Each point on this plane can be identified by a pair of coordinates \(x, y\), where \(x\) represents the position on the horizontal axis and \(y\) represents the position on the vertical axis.
In our exercise, the points derived from the inverse variation equation \(y = \frac{k}{x^2}\) are plotted on this system.

• The x-coordinate shows the independent variable, which is the value you choose.
• The y-coordinate results from computing the equation using the chosen x-value.

As you plot more points from these calculations, they form a curve that visually represents the relationship described by the equation.

In the inverse variation model, the term 'constant of variation' refers to \(k\) in the equation \(y = \frac{k}{x^2}\).
This constant is pivotal because it defines the scaling factor for the variation of y in relation to x.
In simpler language, \(k\) dictates how steep or flat the curve will be when plotted on the graph.
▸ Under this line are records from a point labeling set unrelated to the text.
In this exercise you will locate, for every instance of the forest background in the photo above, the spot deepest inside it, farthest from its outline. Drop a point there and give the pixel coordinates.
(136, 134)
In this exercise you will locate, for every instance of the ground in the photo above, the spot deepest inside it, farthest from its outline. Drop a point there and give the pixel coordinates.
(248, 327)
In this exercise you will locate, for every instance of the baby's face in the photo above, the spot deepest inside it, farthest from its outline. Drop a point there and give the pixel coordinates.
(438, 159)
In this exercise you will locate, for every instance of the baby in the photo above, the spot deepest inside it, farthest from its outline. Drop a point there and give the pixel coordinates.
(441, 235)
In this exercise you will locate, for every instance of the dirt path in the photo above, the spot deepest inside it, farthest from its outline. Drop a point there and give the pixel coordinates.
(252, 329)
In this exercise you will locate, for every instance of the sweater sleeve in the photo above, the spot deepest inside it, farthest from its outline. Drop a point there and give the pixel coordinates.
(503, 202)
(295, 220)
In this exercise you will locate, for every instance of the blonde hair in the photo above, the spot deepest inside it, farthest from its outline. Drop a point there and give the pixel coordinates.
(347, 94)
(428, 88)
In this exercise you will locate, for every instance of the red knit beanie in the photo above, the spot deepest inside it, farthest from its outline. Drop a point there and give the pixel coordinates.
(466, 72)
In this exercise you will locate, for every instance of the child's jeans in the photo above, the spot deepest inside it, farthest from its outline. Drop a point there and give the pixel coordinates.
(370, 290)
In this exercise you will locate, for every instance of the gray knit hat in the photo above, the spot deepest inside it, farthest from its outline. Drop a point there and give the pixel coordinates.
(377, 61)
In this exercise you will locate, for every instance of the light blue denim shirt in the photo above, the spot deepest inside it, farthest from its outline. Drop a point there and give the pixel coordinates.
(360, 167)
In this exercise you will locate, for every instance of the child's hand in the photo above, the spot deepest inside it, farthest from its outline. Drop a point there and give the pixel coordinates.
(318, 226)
• For larger values of \(k\), the curve becomes steeper, as y decreases more quickly as x increases.
• For smaller values, the curve is flatter, indicating a slower change in y relative to changes in x.

In our specific problem, \(k = 20\). This means no matter the value of x, when you substitute it into the equation \(y = \frac{20}{x^2}\), the relationship stays defined by this constant value of 20. It's essential to remember that \(k\) does not change even as x and y pivot around the graph.

Plotting points on a graph is the process of marking these ordered pairs on the rectangular coordinate system.
Each point can be visualized as a specific location that directly corresponds to values in our equation \(y = \frac{k}{x^2}\).
Here's how you plot these points:

• First, solve the equation for a chosen x-value to find the corresponding y-value.
• Next, write the results as ordered pairs, such as \(x, y\).
• Finally, locate these pairs on the graph by moving x units across the x-axis and y units up or down the y-axis, and draw a small dot at this point.

In our example, the points \(1, 20\), \(2, 5\), \(3, 2.22\), and \(4, 1.25\) were plotted.
This graph clearly displays the "inverse" relationship: as the x-value gets larger, the corresponding y-value gets smaller. Once plotted, these points illustrate a curve that helps visualize the functional relationship between x and y when described by inverse variation.